Not motivation at all. First, Sir, thanks for your service. The 26th Infantry was at the Cambodian border area.
As to military experience, leadership development was the point - not service. The leadership elements are highly developed so that recognition of individual leadership ability is trainable and actually through long sustained study, have become very good as well as applicable in variously sized levels...equal to positional groups, offensive and defensive units, as well as team level evaluations and direction. Just like in service, accountability rests as well as start of each top level of those groups.
The difference in the Viet Cong and the American is that the Viet Cong attempted to win by beating the specific technique used. The Americans won because they used the principal behind the situation. That is what occurred with the Air Force 'Mafia' that developed the jet technique of avoiding surface to air and then circling back around, picking up the tracking vehicle and taking it out, and then taking out the launch vehicle. That was often in Cambodia, who was not 'in the war.'
Those pilots were teaching pilots, post 1975, those very techniques when Congress started to have them arrested and put in prison for being in violation of Johnson's Presidential orders.
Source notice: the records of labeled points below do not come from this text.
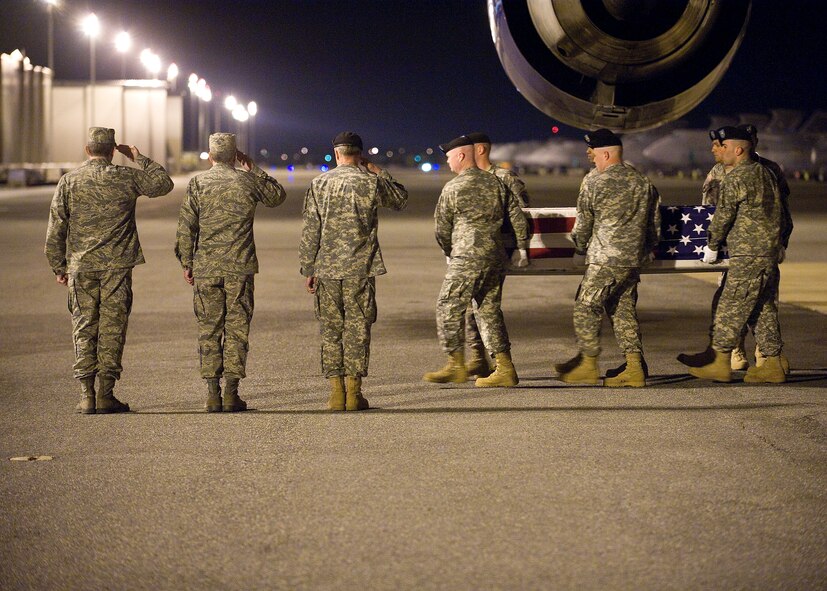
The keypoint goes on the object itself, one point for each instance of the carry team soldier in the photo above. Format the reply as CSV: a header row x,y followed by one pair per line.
x,y
92,245
469,218
215,246
340,258
749,217
477,363
617,228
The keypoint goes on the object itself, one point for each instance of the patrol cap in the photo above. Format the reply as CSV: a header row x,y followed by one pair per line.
x,y
602,138
457,142
751,130
479,138
348,138
222,146
102,136
733,133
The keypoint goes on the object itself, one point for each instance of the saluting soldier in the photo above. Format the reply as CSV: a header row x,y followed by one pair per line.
x,y
750,218
340,258
92,245
617,228
218,253
469,218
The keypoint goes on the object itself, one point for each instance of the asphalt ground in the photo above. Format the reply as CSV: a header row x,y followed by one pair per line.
x,y
682,485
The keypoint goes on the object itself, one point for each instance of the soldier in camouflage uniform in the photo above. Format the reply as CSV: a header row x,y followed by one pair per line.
x,y
617,229
711,190
469,218
477,362
750,217
218,253
340,258
92,245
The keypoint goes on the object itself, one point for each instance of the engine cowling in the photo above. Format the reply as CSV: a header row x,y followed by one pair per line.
x,y
628,65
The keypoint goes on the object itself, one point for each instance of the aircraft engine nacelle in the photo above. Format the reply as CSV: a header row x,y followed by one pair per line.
x,y
627,65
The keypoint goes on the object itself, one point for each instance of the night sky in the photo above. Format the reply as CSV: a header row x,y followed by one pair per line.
x,y
410,73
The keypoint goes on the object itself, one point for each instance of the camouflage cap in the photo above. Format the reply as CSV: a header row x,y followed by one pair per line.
x,y
222,145
101,136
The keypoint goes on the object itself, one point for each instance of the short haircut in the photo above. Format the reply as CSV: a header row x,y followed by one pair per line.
x,y
102,150
348,150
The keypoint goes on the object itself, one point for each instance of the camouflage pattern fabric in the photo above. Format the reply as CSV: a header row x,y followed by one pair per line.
x,y
469,217
223,308
749,213
100,302
613,289
215,224
712,184
459,289
341,223
618,221
92,216
345,308
514,183
749,294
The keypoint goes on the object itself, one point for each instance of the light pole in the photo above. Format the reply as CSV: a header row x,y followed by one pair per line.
x,y
123,42
91,28
252,109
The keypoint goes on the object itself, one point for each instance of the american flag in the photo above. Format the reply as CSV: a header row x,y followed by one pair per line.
x,y
683,236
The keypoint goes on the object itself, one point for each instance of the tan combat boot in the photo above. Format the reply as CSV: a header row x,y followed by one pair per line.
x,y
454,371
738,359
213,403
581,369
337,393
86,405
769,372
477,364
355,400
719,370
105,401
632,374
232,402
504,375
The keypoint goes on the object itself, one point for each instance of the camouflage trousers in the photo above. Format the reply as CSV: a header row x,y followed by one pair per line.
x,y
100,302
346,309
223,308
613,290
481,289
749,296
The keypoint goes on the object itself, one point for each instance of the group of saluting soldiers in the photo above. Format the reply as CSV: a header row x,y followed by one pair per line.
x,y
92,245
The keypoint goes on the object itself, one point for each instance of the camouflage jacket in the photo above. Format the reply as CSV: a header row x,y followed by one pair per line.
x,y
469,217
712,185
340,237
749,213
784,194
511,180
215,224
618,221
92,216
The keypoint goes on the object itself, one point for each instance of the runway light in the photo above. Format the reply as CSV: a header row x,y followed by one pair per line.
x,y
91,25
123,42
That set of principals later became the very policy of our Air Force in Desert Storm and why our Air Force was able to dominate the skies in Iraq. Fact, but principal of leadership was the issue as is leadership in service, or a football team. That gives the most dominant use of resource and individuals.
If leadership is not followed then events dictate outcomes and direction becomes much more muddled than developed. It on a success level is not arbitrary success limited, but principal controlled on outcomes.
The very same applies to the Cowboys and now with a Jerry controlled, but a McCarthy led team.
I am rooting for a linebacker, and that takes quality leadership and not just once in a decade talent. The linebacker group directs a team's defense in principal...not just highlight talent but leadership.
I want to see Parsons become a great leader as all top defenses, notice it or not, have.